Penulis adalah sekian dari jutaan warga Negara yang berharap Timnas mampu menjawab ekspektasi public. Menyempatkan waktu bersama teman untuk nonton bareng dengan ratusan warga kota Makassar di gedung Suzuki jalan A.p Pettarani. Di  tempat ini penulis dapat menyaksikan bagaimana Animo masyarakat terhadap sepak bola. Mulai dari anak-anak sampai orang tua, turut hadir untuk memberikan dukungan kepada Timnas. Dan yang membuat kami tersentuh adalah kehadiran dua ibu muda yang duduk pas di belakang kursi kami. Apa ada yang aneh dengan ibu muda tersebut? Sampai-sampai kami saling merunduk dan berbisik  kemudian melempar senyuman. Ya Ibu muda tersebut tengah hamil tua, ia rela berdesak-desakan, terlihat tenang walaupun keluar suara yang besar dari hiruk pikuk penonton dan  dari sound system yang besar. Mungkin terlihat biasa bagi orang lain, tapi bagi penulis justru mengannggap itu sebagai sebuah fenomena yang luar biasa. Ibu muda itu juga terlihat antusias menyaksikan pertandingan, dengan beragam ekspresi apalagi saat Timnas sudah ketinggalan dua gol, Ia diam dengan tatapan mata yang sayu. Sekali-sekali terlihat setengah berteriak ketika Indonesia mendapatkan peluang untuk mencetak gol, ia larut dalam atmosfer pertandingan. Menyaksikan pemandangan itu saya bergumam dalam hati “Mudah-mudahan saja dari rahim ibu muda ini akan lahir generasi emas sepak bola Indonesia”.

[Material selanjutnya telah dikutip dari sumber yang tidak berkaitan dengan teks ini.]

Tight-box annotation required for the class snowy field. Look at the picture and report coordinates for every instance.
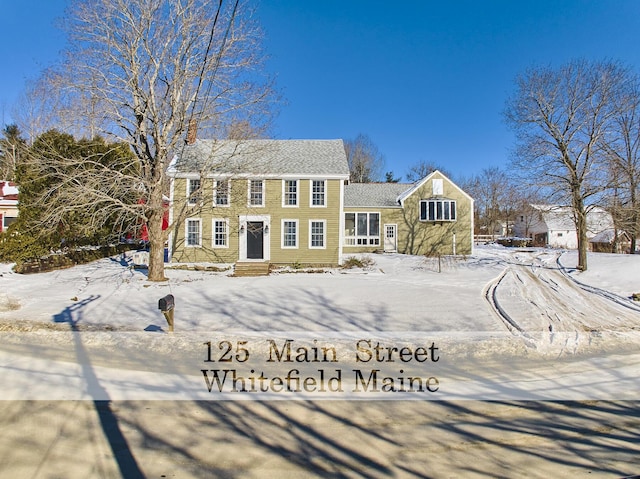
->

Dari cerita di atas penulis melihat asosiasi antara sepak bola dan rasa nasionalisme sangat erat. Sepak bola bisa menjadi sebuah pilar untuk membangun sebuah ego kebangsaan. Nasionalisme yang dimaknai sebagai paham (ajaran) untuk mencintai bangsa dan negara sendiri, sifat kenasionalan, “makin menjiwai bangsa Indonesia”. Dengungan lagu Indonesia raya yang bergemuruh sebelum pertandingan Sepak bola tidak hanya sekadar seremoni sebelum pertandingan di mulai. Tetapi ada makna yang harus di gali secara filosofis, bahwa Indonesia ini adalah sebuah bangsa yang besar. Kita tidak akan membiarkan Bangsa lain untuk menginjak-injak harkat dan martabat Indonesia sebagai bangsa yang besar. Ego kebangsaan itu diperlukan untuk menunjukkan bahwa kita ini punya identitas, kesamaan pandangan hidup, senasib sepenanggungan. Bukankah kita ini memang diciptakan berbangsa-bangsa supaya saling mengenal satu sama lain?. Jadi semestinya kita harus belajar dari si kulit bundar untuk memupuk rasa nasionalisme.